Ventura County Employees Retirement Association plans to commit $275 million to private equity this year and an average of $357 million for the following five years after its board voted to raise its target allocation to private markets by 2 percent.
The $8.1 billion pension system’s most recent PE plan projects that by the year 2026 it will have 20 percent exposure to venture capital and growth equity, 35 percent to North American buyouts and special situations, 16 percent to international buyouts and special situations and 30 percent to secondaries and co-investments.
In the past two years, Ventura County has backed at least seven VC funds managed by Battery Ventures, CRV, GGV Capital and Oak HC/FT, according to Venture Capital Journal research.
As public pensions continue to see strong returns from their private equity portfolios, despite volatility in the public markets, many institutional investors are planning to either maintain or increase their exposure to the asset class. Ventura County increased its private equity target to 18 percent from 16 percent. In a presentation to board members, consultant Abbott Capital said the county’s private equity investments earned a 35.6 percent return over the past year.
“Private equity enjoyed strong performance in 2021, despite the ever-changing environment. Fundraising and investment activity, and particularly exit activity, remained robust across all segments,” Ventura County CIO Dan Gallagher said in the 2022 Private Equity Annual Plan, written in conjunction with Abbott Capital. “Overall, the asset class continues to benefit from a long-running favorable market and performance remained consistently positive.”
The board also voted to increase its target to private debt to 8 percent from 6 percent. To balance the shift, the board also voted to reduce its holdings in global and emerging market equities and various bond categories.
“We’re in a world where core asset classes don’t get the types of returns needed. We’re in a period where diversification really helps,” said Allan Martin, a partner at consultant NEPC, which also helped develop Ventura County’s asset allocation.
The annual plan also revealed some details about Ventura County’s private equity pipeline. Abbott said it expects to source between eight to 10 commitments for Ventura County this year after already making 10 through the first quarter.
Ventura County’s largest investment so far in 2021 was a $50.5 million commitment to Buenaventure One, a fund-of-one it created in 2018 that Abbott manages.
Ventura County has also made a $25 million commitment to Great Hill Equity Partners VIII, a $20 million commitment to Clearlake Capital Partners VII, a $20 million commitment to the Genstar X & Opportunities Fund and a $10 million commitment to Oak HC/FT Partners IV, among others.

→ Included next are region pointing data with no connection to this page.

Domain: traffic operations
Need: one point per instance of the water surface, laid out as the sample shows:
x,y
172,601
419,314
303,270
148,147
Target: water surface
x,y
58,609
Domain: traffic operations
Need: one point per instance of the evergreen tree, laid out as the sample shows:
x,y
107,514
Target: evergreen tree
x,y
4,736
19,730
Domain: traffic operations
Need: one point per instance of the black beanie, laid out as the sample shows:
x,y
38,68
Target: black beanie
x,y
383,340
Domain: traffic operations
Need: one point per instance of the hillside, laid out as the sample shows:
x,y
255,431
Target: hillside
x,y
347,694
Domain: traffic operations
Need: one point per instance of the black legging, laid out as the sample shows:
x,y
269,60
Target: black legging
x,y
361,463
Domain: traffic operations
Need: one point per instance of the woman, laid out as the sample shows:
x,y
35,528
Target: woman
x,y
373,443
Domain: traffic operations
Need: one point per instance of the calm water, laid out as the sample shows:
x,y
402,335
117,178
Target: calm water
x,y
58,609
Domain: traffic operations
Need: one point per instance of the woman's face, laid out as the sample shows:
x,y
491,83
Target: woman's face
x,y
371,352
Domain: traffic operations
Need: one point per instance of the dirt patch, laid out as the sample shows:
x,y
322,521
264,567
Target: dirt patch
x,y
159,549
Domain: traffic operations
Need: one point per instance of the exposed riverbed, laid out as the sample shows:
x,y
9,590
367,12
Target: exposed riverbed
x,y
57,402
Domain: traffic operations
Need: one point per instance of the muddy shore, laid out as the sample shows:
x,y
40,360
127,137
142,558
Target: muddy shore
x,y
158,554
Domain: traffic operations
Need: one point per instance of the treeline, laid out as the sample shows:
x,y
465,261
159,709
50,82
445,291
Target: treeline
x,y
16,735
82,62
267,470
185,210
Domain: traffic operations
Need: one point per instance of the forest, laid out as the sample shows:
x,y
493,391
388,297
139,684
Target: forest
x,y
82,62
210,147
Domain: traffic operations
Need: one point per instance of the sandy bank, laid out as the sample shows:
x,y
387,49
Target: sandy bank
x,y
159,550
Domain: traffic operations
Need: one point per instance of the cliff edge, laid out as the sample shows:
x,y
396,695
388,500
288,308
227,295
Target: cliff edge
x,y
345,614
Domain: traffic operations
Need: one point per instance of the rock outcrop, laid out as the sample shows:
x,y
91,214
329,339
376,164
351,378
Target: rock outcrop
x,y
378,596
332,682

Abbott said it identified 19 potential investments in venture capital and growth equity funds, 27 North American buyouts and special situations funds and 10 international buyouts and special situations funds. Due diligence has not yet been performed on these deals, according to the annual report.
With $8.1 billion in total assets under management, Ventura County’s private equity portfolio has $1.1 billion in net asset value, according to the presentation. Ventura County has a $335.2 million exposure to venture capital and growth equity, a $539 million exposure to North American buyouts, a $277.4 million to international buyouts and $690 million to secondaries and co-investments.
Ventura County expects it will commit $325 million to private equity in 2023, $375 million in 2024 and 2025, $433 million in 2026 before eventually reaching $600 million in commitments in 2030.
The 2022 annual plan also projects that by the year 2026 it will have 20 percent exposure to venture capital and growth equity, 35 percent to North American buyouts and special situations, 16 percent to international buyouts and special situations and 30 percent to secondaries and co-investments.
According to the presentation, Abbott largely sources direct funding opportunities while Ventura County largely sources secondaries and co-investments.